In lobbying to defeat an amendment to the bank bill that would roll back interchange fees on debit cards credit unions are finding themselves in an increasingly familiar position – opposing the consumer lobby groups.
“The credit unions got on the overdraft bandwagon; that was a big mistake. They should not be getting on the interchange bandwagon,” said Edwin Mierzwinski, consumer protection director of U.S. Public Interest Group, one of several consumer lobbies backing the Senate’s interchange provision.
The credit unions’ interchange efforts, according to Mierzwinski, is another example of the banking lobby “dragging the credit unions along,” such as in the legislative battles regarding bankruptcy reform, overdraft protection and credit cards.
The well-known consumer advocate said his group believes the interchange amendment, which would have the Federal Reserve direct large card issuers – but not credit unions or community banks – to lower interchange fees deemed excessive, will aid consumers by lowering the growing fees, estimated at about $50 billion a year. “The issue here is the merchants can’t negotiate with banks or credit unions [for lower rates],” Mierzwinski told Credit Union Journal while asserting that interchange rates are set by a market duopoly, the MasterCard and Visa networks that are controlled by big banks. “The battle here is over a few unfair contractual practices.”
But credit unions, who earn billions of dollars in the lucrative card fees, argue that lower fees will not necessarily accrue to consumers, but will end up in the pockets of the retailers – especially the big box companies such as Wal-Mart that are driving the issue.

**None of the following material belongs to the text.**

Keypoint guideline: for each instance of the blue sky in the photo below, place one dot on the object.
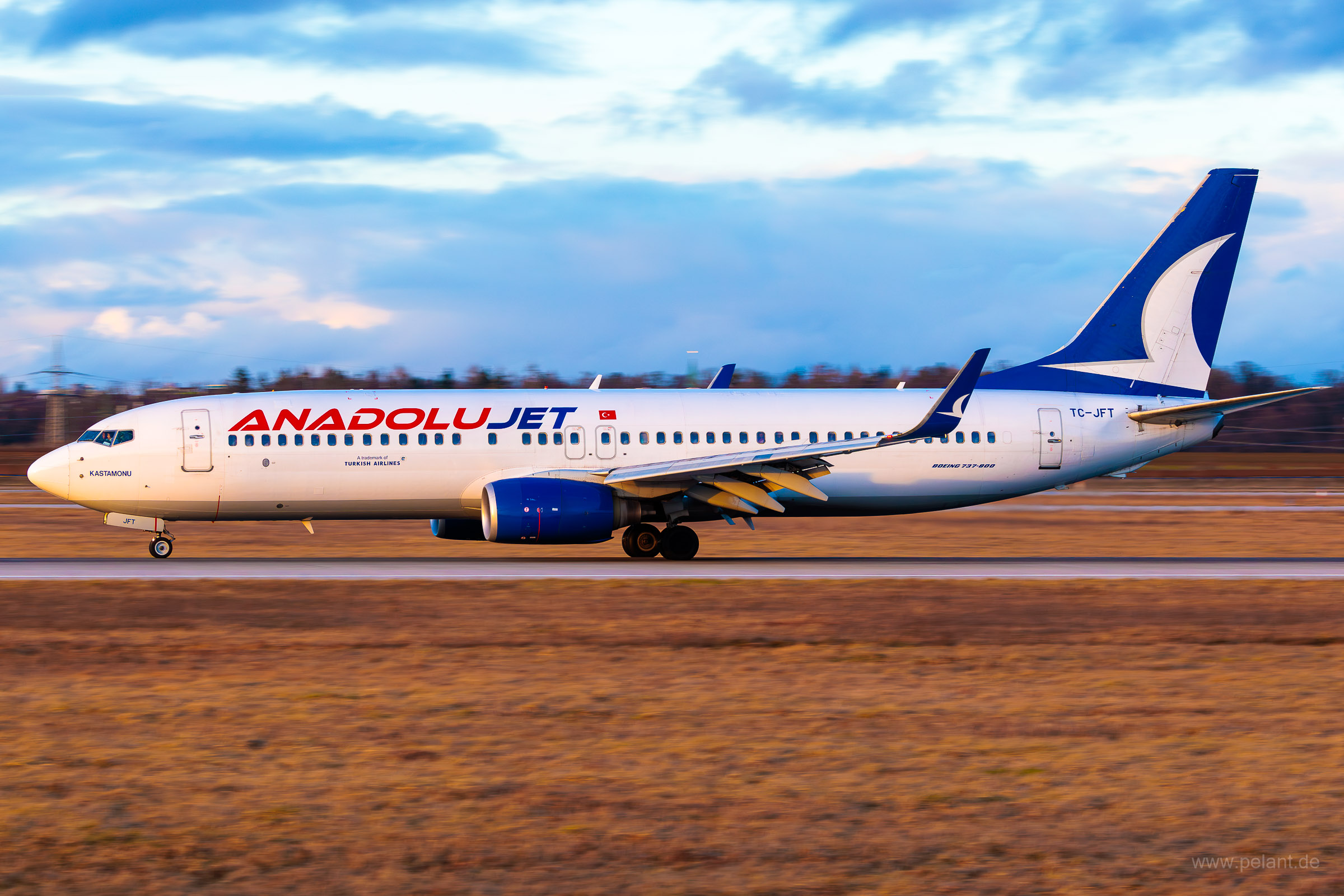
(601, 186)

They question why consumer groups such as U.S. PIRG did not support amendments that would have required retailers to pass back lower fees to consumers.
The so-called credit union carve-out from the bill, exempting credit unions and banks with less than $10 billion in assets from the Fed’s price controls, will have unintended consequences by forcing small issuers to either lower their rates to compete with the big banks or abandon the market altogether, according to NAFCU. “The fact remains,” said Dan Berger, chief lobbyist for NAFCU, which is helping to organize opposition to the interchange amendments, “credit unions will sell their portfolios and the only people offering cards will be big banks that have the economies of scale, in turn, the big banks will charge higher interest rates and fees.”
U.S. PIRG’s Mierzwinski labeled the provision of debit card fees “part of the battle in a bigger war,” to open up the lucrative cards market, which is more than 80% controlled by the two cards giants, to greater competition and transparency. Interchange fees on cards, which average more than two cents for every transaction in the U.S., are the highest in the world, according to the consumer advocate. “A world where banks get two cents of every dollar of virtually every transaction – non negotiable – is not a good world,” he said.
He noted several other provisions of the interchange provision that he believes are pro-consumer, including language that will bar MasterCard and Visa from prohibiting merchants from offering a discount for the use of cash, instead of a credit or debit card, or from prohibiting merchants from encouraging the use of cards with lower fees.
The credit union lobby was working over the weekend with representatives of House and Senate leaders who will meet after this week’s congressional recess to hash out differences on the separate versions of the bank bill in hopes of persuading them to scrap the interchange language, which was not included in the House’s version passed in December.